CORRECTING U.S. TAX POLICY ERRORS
Independent oil and gas producers in the U.S. have adjusted their political agenda as it regards the tax code. Independent Petroleum Association of America Pres. Denise Bode says her association will concentrate its tax lobbying efforts on correcting current law instead of on winning incentives for exploration and production. Why? IPAA wants to focus on goals it stands a chance of achieving. Bravo.
Sure, independent producers would take special incentives if they could get them. Times remain tough for people who make their livings drilling wells and producing oil and gas. But special tax incentives for oil and gas producers aren't in prospect--not now, maybe not for a long time. As one IPAA official described the current political climate, it's a pay-as-you-go Congress. Favors with dollar signs attached to them are hard to come by.
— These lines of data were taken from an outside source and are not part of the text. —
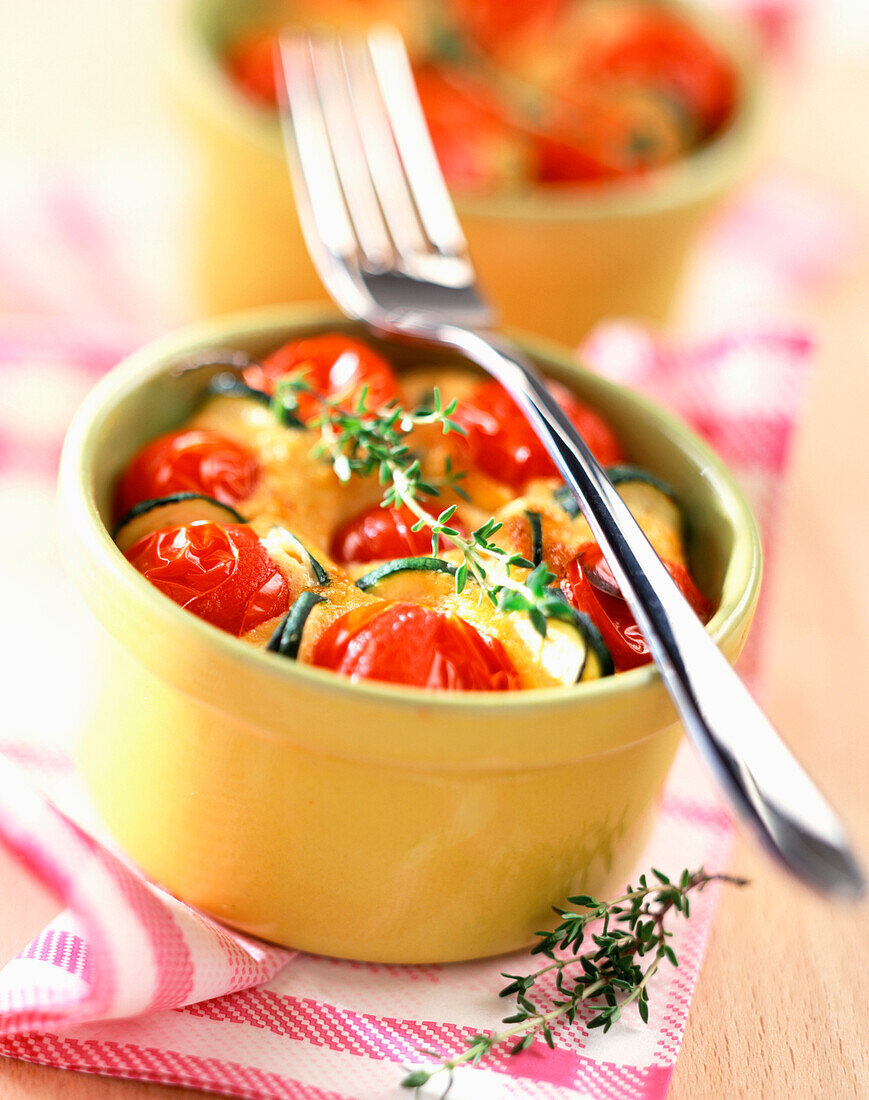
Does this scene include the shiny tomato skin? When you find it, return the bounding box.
[561,542,711,672]
[454,380,624,487]
[114,429,259,520]
[312,602,520,691]
[330,503,465,564]
[331,504,433,564]
[243,335,399,422]
[124,522,289,637]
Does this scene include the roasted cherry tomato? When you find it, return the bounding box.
[114,429,260,520]
[312,602,520,691]
[330,503,465,564]
[413,66,529,192]
[578,9,736,135]
[125,522,289,636]
[243,335,399,423]
[225,31,279,107]
[454,379,624,488]
[561,542,711,672]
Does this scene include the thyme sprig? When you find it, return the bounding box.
[273,376,576,635]
[401,868,748,1095]
[273,377,467,492]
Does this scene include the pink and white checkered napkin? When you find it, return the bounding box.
[0,307,812,1098]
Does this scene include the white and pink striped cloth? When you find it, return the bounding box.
[0,149,845,1098]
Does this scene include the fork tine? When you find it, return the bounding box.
[276,35,358,263]
[340,38,430,260]
[309,35,395,268]
[366,25,468,258]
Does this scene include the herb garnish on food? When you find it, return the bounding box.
[400,868,748,1095]
[272,377,576,636]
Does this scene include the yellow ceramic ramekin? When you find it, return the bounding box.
[58,306,761,963]
[170,1,760,344]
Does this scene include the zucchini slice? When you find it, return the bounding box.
[566,607,615,681]
[184,360,303,429]
[263,527,331,587]
[208,369,271,407]
[605,464,677,500]
[606,466,683,544]
[553,484,581,519]
[113,493,247,553]
[307,553,330,587]
[554,467,678,522]
[511,601,613,686]
[355,556,458,591]
[266,591,326,659]
[525,510,544,568]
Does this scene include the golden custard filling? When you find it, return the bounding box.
[112,333,711,691]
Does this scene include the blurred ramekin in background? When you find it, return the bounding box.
[171,0,760,344]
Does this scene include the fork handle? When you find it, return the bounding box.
[417,322,865,898]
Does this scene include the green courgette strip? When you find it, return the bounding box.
[113,492,246,539]
[307,551,331,587]
[604,464,678,501]
[208,369,271,407]
[553,465,678,519]
[525,510,544,568]
[355,556,458,591]
[546,587,615,680]
[267,591,326,659]
[207,368,305,428]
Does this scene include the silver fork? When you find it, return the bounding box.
[275,27,864,898]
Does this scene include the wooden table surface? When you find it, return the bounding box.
[1,36,868,1100]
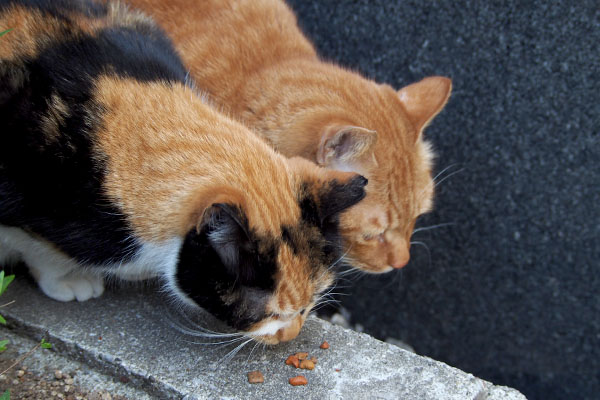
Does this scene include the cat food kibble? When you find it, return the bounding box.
[299,359,315,370]
[320,341,329,349]
[294,352,309,360]
[289,375,308,386]
[247,370,264,384]
[285,355,300,368]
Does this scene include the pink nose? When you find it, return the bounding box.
[391,258,409,269]
[390,246,410,269]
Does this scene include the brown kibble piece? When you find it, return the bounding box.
[320,341,329,349]
[289,375,308,386]
[247,370,264,384]
[294,352,309,360]
[299,359,315,370]
[285,355,300,368]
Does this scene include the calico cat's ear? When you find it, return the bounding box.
[317,125,377,167]
[397,76,452,140]
[202,203,252,278]
[318,174,369,219]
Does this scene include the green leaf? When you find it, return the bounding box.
[0,314,5,325]
[0,274,14,295]
[40,338,52,349]
[0,271,4,294]
[0,339,8,352]
[0,389,9,400]
[0,29,12,38]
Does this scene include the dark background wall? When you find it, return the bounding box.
[285,1,599,399]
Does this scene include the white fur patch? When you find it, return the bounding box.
[0,224,184,302]
[0,225,103,301]
[109,238,181,281]
[250,319,291,337]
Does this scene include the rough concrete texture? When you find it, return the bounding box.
[0,279,525,399]
[0,329,153,399]
[284,1,599,399]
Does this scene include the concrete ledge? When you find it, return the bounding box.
[1,279,526,399]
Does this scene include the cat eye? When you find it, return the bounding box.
[363,232,386,243]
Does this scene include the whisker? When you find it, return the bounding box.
[410,241,432,268]
[412,222,455,235]
[246,340,262,362]
[431,163,460,184]
[182,336,248,346]
[167,316,241,339]
[217,338,254,365]
[434,168,464,188]
[329,245,353,270]
[170,323,242,339]
[320,292,349,297]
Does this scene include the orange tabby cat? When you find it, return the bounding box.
[126,0,452,273]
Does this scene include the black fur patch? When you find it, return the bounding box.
[0,0,107,18]
[175,206,279,331]
[0,0,187,264]
[293,175,368,270]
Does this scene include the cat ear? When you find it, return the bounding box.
[318,174,368,219]
[202,203,252,277]
[317,125,377,167]
[397,76,452,140]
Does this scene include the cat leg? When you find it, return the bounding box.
[0,226,104,301]
[0,240,23,267]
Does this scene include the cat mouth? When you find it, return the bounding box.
[349,258,395,274]
[248,315,304,345]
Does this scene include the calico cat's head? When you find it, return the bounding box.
[298,74,452,273]
[169,162,367,344]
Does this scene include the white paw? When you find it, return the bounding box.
[38,272,104,302]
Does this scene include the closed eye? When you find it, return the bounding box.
[363,232,385,243]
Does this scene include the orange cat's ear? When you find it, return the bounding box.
[317,125,377,167]
[397,76,452,140]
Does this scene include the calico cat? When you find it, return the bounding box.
[0,0,367,344]
[127,0,453,273]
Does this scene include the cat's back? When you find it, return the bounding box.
[127,0,317,102]
[0,0,190,257]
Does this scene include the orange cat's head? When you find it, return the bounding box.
[294,74,452,273]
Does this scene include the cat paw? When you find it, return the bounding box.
[38,273,104,302]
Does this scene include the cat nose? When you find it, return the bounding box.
[390,257,409,269]
[390,245,410,269]
[276,315,302,342]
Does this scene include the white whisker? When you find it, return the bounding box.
[217,338,254,365]
[431,163,460,184]
[182,336,248,346]
[246,340,262,362]
[412,222,455,235]
[410,241,432,268]
[434,168,464,188]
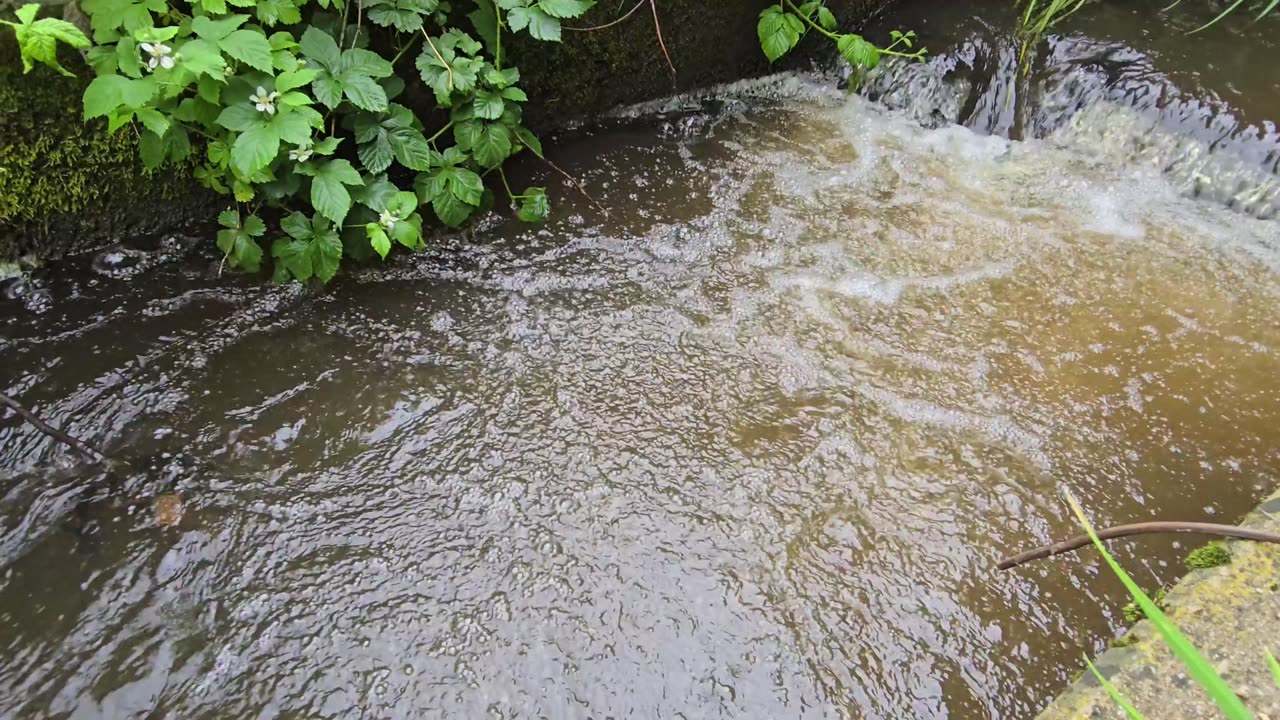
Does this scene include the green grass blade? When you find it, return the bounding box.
[1066,494,1255,720]
[1255,0,1280,21]
[1267,649,1280,690]
[1084,655,1148,719]
[1190,0,1249,32]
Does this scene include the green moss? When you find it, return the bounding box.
[1111,632,1141,648]
[1122,588,1167,624]
[1186,541,1232,570]
[0,30,213,260]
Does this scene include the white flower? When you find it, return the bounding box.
[379,210,397,229]
[288,144,313,162]
[250,86,280,115]
[140,42,174,71]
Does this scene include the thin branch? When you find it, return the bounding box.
[564,0,646,31]
[998,521,1280,570]
[0,391,112,466]
[542,156,607,215]
[649,0,677,85]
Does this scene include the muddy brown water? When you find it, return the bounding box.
[3,4,1280,719]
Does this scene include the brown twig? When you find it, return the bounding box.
[0,391,112,466]
[541,157,607,215]
[998,521,1280,570]
[564,0,646,31]
[649,0,677,85]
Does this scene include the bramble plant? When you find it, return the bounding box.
[755,0,924,72]
[7,0,595,282]
[3,3,91,77]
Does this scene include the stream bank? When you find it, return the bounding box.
[0,0,893,263]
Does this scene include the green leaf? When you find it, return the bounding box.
[430,191,473,227]
[274,238,314,281]
[817,6,837,31]
[338,48,393,77]
[390,214,422,249]
[139,129,166,169]
[468,1,498,55]
[281,211,312,239]
[501,86,528,102]
[758,6,803,63]
[191,14,248,42]
[1066,495,1254,720]
[1267,650,1280,691]
[178,38,225,78]
[513,125,543,156]
[216,212,265,272]
[314,137,342,155]
[83,75,156,118]
[358,131,395,174]
[367,223,391,259]
[836,33,879,70]
[353,174,399,209]
[508,5,561,41]
[312,74,343,108]
[276,68,319,93]
[271,109,315,145]
[537,0,593,18]
[474,90,505,119]
[134,107,169,136]
[1084,656,1147,720]
[311,158,365,224]
[340,73,389,111]
[388,128,433,170]
[80,0,163,42]
[309,223,342,282]
[215,103,263,131]
[299,25,341,70]
[11,13,91,76]
[471,122,513,167]
[231,122,280,177]
[219,29,274,72]
[516,187,549,222]
[256,0,302,27]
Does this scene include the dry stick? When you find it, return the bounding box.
[998,521,1280,570]
[0,391,111,466]
[541,156,607,215]
[649,0,677,84]
[564,0,647,31]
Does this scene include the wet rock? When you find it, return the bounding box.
[152,493,184,527]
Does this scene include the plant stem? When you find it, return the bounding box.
[494,1,503,71]
[0,391,113,466]
[498,167,515,200]
[421,28,453,91]
[783,0,838,40]
[390,34,422,65]
[426,120,453,144]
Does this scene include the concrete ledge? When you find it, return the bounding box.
[1037,488,1280,719]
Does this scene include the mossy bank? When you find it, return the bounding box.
[0,0,893,263]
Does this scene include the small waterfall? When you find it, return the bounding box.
[860,30,1280,220]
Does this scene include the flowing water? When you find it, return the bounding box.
[3,3,1280,718]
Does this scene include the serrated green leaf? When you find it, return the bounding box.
[358,131,395,174]
[353,174,399,209]
[367,223,391,258]
[387,128,433,170]
[516,187,549,222]
[256,0,302,27]
[474,90,505,119]
[471,122,513,167]
[271,109,314,145]
[219,29,274,72]
[758,6,803,63]
[537,0,593,18]
[83,75,156,118]
[215,102,263,131]
[299,25,341,70]
[312,74,342,108]
[231,122,280,176]
[508,5,561,41]
[513,125,543,156]
[836,33,879,70]
[311,158,364,224]
[178,38,225,78]
[276,67,318,93]
[817,6,837,31]
[134,107,169,136]
[431,190,473,227]
[191,14,248,41]
[139,129,166,169]
[338,47,393,77]
[340,73,389,111]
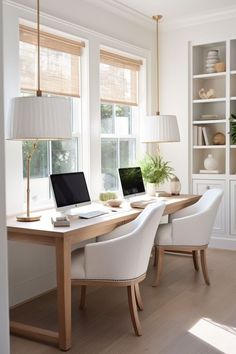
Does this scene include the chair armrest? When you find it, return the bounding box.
[172,210,213,246]
[85,232,140,280]
[97,219,137,242]
[170,202,200,221]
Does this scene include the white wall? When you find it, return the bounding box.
[4,0,156,305]
[0,0,10,352]
[159,16,236,193]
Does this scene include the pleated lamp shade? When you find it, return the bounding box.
[7,96,72,140]
[140,115,180,143]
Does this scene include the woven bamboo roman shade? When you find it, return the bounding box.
[20,25,85,97]
[100,50,143,106]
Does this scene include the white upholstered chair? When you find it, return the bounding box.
[153,189,223,286]
[71,201,165,336]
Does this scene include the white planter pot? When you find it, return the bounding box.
[146,183,157,196]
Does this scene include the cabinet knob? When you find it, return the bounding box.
[206,186,210,190]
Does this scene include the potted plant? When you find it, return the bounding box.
[139,154,174,196]
[230,113,236,144]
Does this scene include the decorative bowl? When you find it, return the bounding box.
[106,199,122,207]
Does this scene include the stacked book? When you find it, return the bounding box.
[193,126,210,145]
[51,216,70,227]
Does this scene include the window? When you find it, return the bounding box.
[100,50,142,190]
[19,25,84,205]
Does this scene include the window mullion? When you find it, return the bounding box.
[48,141,52,175]
[117,137,120,170]
[112,104,116,134]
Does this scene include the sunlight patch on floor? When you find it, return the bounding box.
[189,318,236,354]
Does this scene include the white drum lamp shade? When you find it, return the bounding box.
[7,96,72,140]
[140,115,180,143]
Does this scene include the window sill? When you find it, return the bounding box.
[7,200,55,218]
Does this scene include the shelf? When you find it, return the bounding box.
[231,70,236,75]
[230,145,236,148]
[193,145,226,149]
[230,97,236,101]
[193,72,226,79]
[192,173,225,179]
[193,98,226,103]
[193,119,226,124]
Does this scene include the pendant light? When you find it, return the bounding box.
[141,15,180,144]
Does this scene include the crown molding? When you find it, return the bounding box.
[85,0,236,32]
[85,0,154,31]
[162,5,236,31]
[4,0,236,33]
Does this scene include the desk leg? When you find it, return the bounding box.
[56,238,72,351]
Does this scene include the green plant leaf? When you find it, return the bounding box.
[139,154,174,185]
[230,113,236,144]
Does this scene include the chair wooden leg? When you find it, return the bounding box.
[192,250,199,271]
[134,283,144,311]
[154,245,159,267]
[80,285,86,310]
[127,285,142,336]
[152,247,164,287]
[200,249,210,285]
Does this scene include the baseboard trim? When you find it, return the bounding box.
[209,236,236,250]
[9,270,57,307]
[10,287,56,310]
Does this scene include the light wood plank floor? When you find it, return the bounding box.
[10,249,236,354]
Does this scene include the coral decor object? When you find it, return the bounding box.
[198,88,216,99]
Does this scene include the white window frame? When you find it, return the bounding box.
[101,101,139,191]
[5,9,151,215]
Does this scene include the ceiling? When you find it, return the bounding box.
[110,0,236,21]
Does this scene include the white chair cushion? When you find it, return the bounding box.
[155,223,173,246]
[71,248,85,279]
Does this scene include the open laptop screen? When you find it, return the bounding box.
[118,167,145,198]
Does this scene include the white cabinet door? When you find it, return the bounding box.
[230,181,236,235]
[192,179,226,234]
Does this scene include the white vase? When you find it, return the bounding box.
[204,154,218,170]
[146,183,157,196]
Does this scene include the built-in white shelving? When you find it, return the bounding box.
[190,39,236,240]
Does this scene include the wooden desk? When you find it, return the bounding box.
[8,194,200,351]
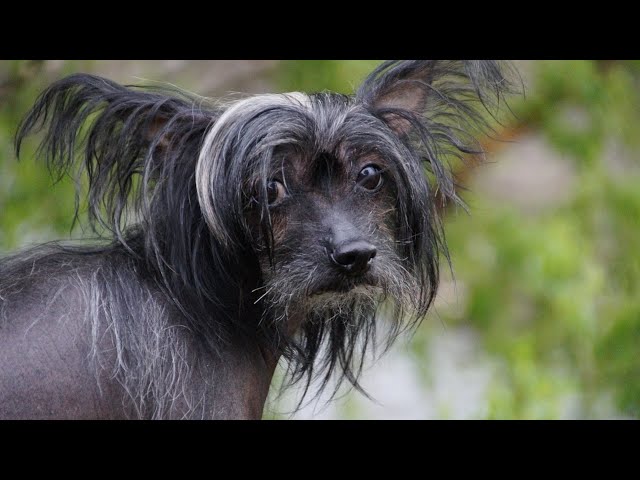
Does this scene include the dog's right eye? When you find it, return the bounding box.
[357,164,384,192]
[267,180,286,206]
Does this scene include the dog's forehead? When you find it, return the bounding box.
[212,91,385,152]
[261,92,388,171]
[276,144,384,180]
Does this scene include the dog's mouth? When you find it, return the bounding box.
[308,273,378,297]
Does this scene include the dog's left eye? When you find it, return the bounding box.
[357,165,383,191]
[267,180,287,206]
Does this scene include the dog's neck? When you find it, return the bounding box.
[206,335,279,419]
[202,285,283,419]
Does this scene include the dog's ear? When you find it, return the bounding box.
[15,73,219,243]
[16,74,212,160]
[356,60,435,134]
[356,60,516,136]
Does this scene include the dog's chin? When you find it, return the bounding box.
[261,269,386,328]
[302,284,380,314]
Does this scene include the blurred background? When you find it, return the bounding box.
[1,60,638,419]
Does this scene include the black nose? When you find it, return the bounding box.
[330,240,377,275]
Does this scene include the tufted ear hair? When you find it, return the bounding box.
[356,60,516,136]
[15,73,221,243]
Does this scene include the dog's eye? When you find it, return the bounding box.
[357,165,383,191]
[267,180,286,206]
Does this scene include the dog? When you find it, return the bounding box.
[0,61,516,419]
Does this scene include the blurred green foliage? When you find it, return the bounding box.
[0,60,95,248]
[474,60,640,418]
[1,60,638,418]
[277,60,381,94]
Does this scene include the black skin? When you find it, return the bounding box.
[0,252,275,419]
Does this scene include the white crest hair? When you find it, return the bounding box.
[196,92,310,244]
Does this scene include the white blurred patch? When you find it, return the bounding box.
[472,133,576,214]
[272,326,497,419]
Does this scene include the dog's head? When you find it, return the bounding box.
[16,60,517,398]
[197,89,434,325]
[194,61,516,392]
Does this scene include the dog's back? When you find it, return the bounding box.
[0,244,131,418]
[0,242,270,419]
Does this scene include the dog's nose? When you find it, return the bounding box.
[330,240,377,275]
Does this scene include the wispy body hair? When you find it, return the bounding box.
[7,61,517,415]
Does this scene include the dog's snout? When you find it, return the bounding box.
[330,240,377,275]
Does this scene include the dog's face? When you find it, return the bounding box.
[245,98,427,331]
[255,135,409,330]
[257,141,400,301]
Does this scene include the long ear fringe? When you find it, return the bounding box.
[15,73,219,247]
[357,60,520,205]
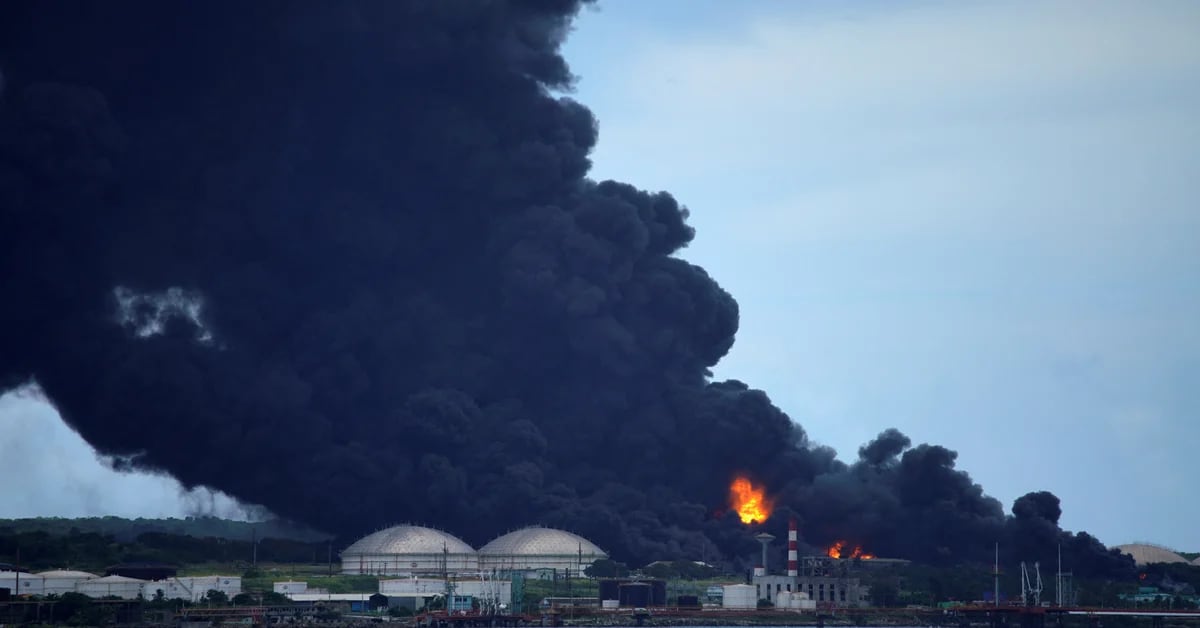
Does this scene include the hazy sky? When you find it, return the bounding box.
[2,1,1197,550]
[561,0,1200,549]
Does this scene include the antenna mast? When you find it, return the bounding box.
[1020,561,1043,607]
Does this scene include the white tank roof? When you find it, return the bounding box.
[92,574,147,583]
[1115,543,1189,566]
[37,570,98,578]
[480,527,606,557]
[343,524,475,556]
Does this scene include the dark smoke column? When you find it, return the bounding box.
[0,1,1129,573]
[0,0,812,561]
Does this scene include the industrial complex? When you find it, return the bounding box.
[4,523,1200,626]
[329,520,881,611]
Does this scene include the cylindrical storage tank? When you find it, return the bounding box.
[618,582,651,608]
[722,584,756,610]
[601,599,619,610]
[598,579,620,602]
[649,580,667,606]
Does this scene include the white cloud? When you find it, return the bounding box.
[0,388,259,521]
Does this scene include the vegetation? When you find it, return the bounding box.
[0,527,332,572]
[0,516,329,543]
[856,562,1152,608]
They are for the U.S. producing industry, at any rate.
AN ANTIDRILLING MOOD
In its current political mood, still dominated as it is by make-no-mark environmentalism, the nation wants less drilling, not more. For a country still bouncing in the wake of the Persian Gulf war, it's irrational. But that's how moods are. Producers need to resist this one. They cannot do so effectively if any of them seem mainly to be pursuing special favors that can come only at someone else's expense.
Producers need to focus on the importance of domestic production to a nation increasingly dependent upon others for oil, on the essential role of drilling in that national interest, and on the harm that results from faulty leasing and tax policies. All producers should support all measures that encourage domestic oil and gas production without skewing markets or burdening the economy with artificial costs. To repeat, domestic production is a matter of vital national interest. All producers benefit when it's promoted that way.
Even though most independents never will work on the Outer Continental Shelf or Arctic National Wildlife Refuge Coastal Plain, they should support measures to open leasing in those areas because doing so would be good for domestic production. And even though most majors are shifting their exploration and production attention away from the U.S., they should support changes in U.S. tax laws that encourage drilling investments. Change is possible if producers work together to resist the antidrilling mood, then seek correction of all policies that work against domestic drilling and production.
That's why IPAA's shift of emphasis in its tax policy agenda is a constructive step. Current U.S. tax policy, especially the alternative minimum tax does penalize investments in drilling and production. It doesn't do so as much now as it did before last year's omnibus budget reconciliation bill. But the alternative minimum tax and percentage depletion limits still hurt producers' cash flows and abilities to recover capital. As long as that's the case, outside capital essential to domestic production will seek less risky investments, and national interests will suffer.
FINISHING THE JOB
Correcting the tax code to remove the drilling and production penalty won't be easy. Many lawmakers think they did enough for producers last year. They must be convinced that last year they just partially corrected errors that had been piling up in the tax code for many years. Then they must be persuaded to finish the job.
Lawmakers won't relax the tax penalty to make U.S. producers prosperous or even to keep them in business. They won't do anything that looks like new--or more--favors. To keep the U.S. from sliding another rung down the oil import dependence ladder, however, they might try to make old wrongs right.